Likeness is a marker that we hope to achieve great success with quickly in art school.  It is the gauge for which we judge the academic basics and how to course correct them for each individual.  During this time of training, while we do not really have life drawing at our disposal, we will have to mostly rely upon photography to help us with our training.

One of the biggest luxuries of life drawing training is the ability to move anywhere at any time around the model in the viewing perimeter to resolve shape and form issues that cannot be easily interpreted from the view the artist has taken.

One misunderstanding for so many is thinking that the features are what constitute the likeness of someone when that is a secondary, possibly tertiary element of importance.

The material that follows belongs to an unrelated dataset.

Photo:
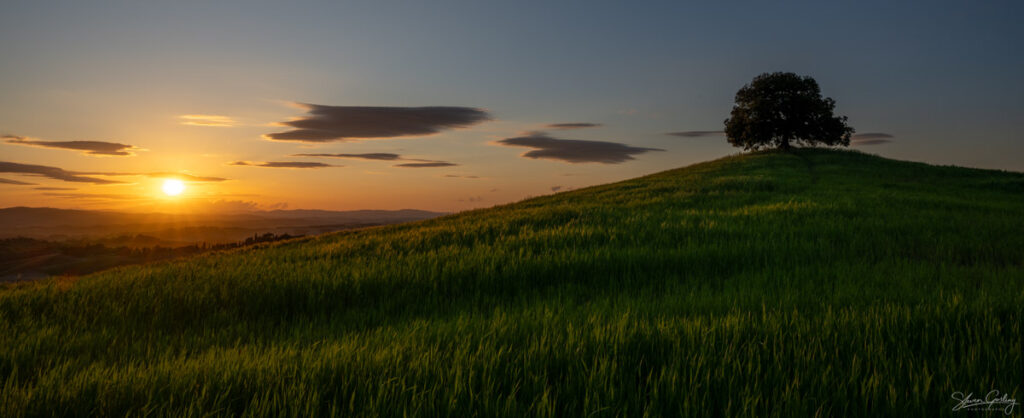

The primary shapes that help us are boundary shapes, bony landmarks, and hair growth patterns, or more shapes.  We recognize someone we might know from far away; we do not need these minute details to recognize who they are.

 

 

The next set of shapes are structural, designed into the skeletal system, in this case, the internal structure of the skeleton.  Instead of just the outer boundary, the forward protruding skeletal structure is the next contained set of shapes we visually identify with.

The final set of shapes we place in the image are the boundaries for the features.  They are much easier to place because the perspective of the skull has been secured and firmly established through the articulation of the landmarks throughout the skull shape.

The features are important as well, but not the most important of all the shapes we are in search of, the landmarks of the skull are more concerning.  They are the foundation and containers for the features and without them the features float within the head-shape.  Here is a page of examples of the vector points representing peaks on the skull in the various head tilts.  There are the obvious line connections between the points, the logical boundaries, but there are also the various angles that each point is relative to the other points within the contained space, a quick triangulation between abstract points is never a bad idea to minutely adjust the landmarks relative to each other.

While the features are important, it is more important to have the volumes established so that when the features are drawn, they have a built in contour indicative of the volumes they sit on top (nose, ears, lips) of or sit within (eyes in sockets, teeth and tongue within the mouth cavity).

 

 

 

Because you are working from photos and might not have the luxury of any other angle, like the example above, you will then have to include the hair shape in your design.  To do this, we think of the skull as having two contours, the outer and inner contour.  The inner contour separates the hair mass from the face mass and carves out the distinct edge boundaries we each have for a hairline.

Good practice is to spend just enough time to map out the skull and hair masses, then shade them with the lighting conditions relative to the image you are copying from.  Gradate the terminator according to the intensity of the light source and the edge forms the terminator sits upon.  These bigger forms will immediately read like the sitter without the need for the features to be delineated.   This is good.  When the features are placed, they will adhere quite well if all the lines in the design regard the forms previously indicated.

If we memorize these larger bony and hair shape landmarks, and their relative distance from one another, we can draw the skull from various angles without difficulty.  The most difficult aspect of figure invention is knowing the range of flexibility the individual has to create the correct emotional distortions they would have in their personal expressions.  But, in a sequential situation, time is a factor, and these subtle nuances, unless previously recorded for playback are going to be overlooked and possibly mishandled, and to be expected.

 

 

The big shapes first, their form design, then the smaller shapes within and then their form design, and finally the smallest shapes within those shapes, and their form design relative to their containers.

Likeness reminds us just how important shape and form drawing, perspective, and anatomy is, how they relate to one another, and without one the others are a high-minded guessing game until we hope we place them in correctly, or default to a trick or style choice to finish it up, usually wrong but looks cool anyway.

Fear not, likeness is not difficult to achieve if you study these many different things together at once.  Do not treat them as separate subjects and learn how they relate, use the limited tools needed to accomplish the lessons, and fine tune in isolation to work out technical problems that are making it difficult to accomplish the immediate goals.

Study the skull for its design, then look for the landmarks within different people, and ignore the features for this exercise.  Get in the habit of looking past the features to the forms they sit upon, which enhances or plays them down the way we see them and know the person to be.

When you finish your studies, try some invented drawings of the same individual using the landmark system to set up the larger shapes.  Control the skull before adding the details and the rest is not difficult to do.

More about the smaller shapes in another installment.  Stay safe and elevate the skills.

 

 

If you memorize the larger shapes, it can be applied to any kind of portrait, regardless of what dialect you draw in.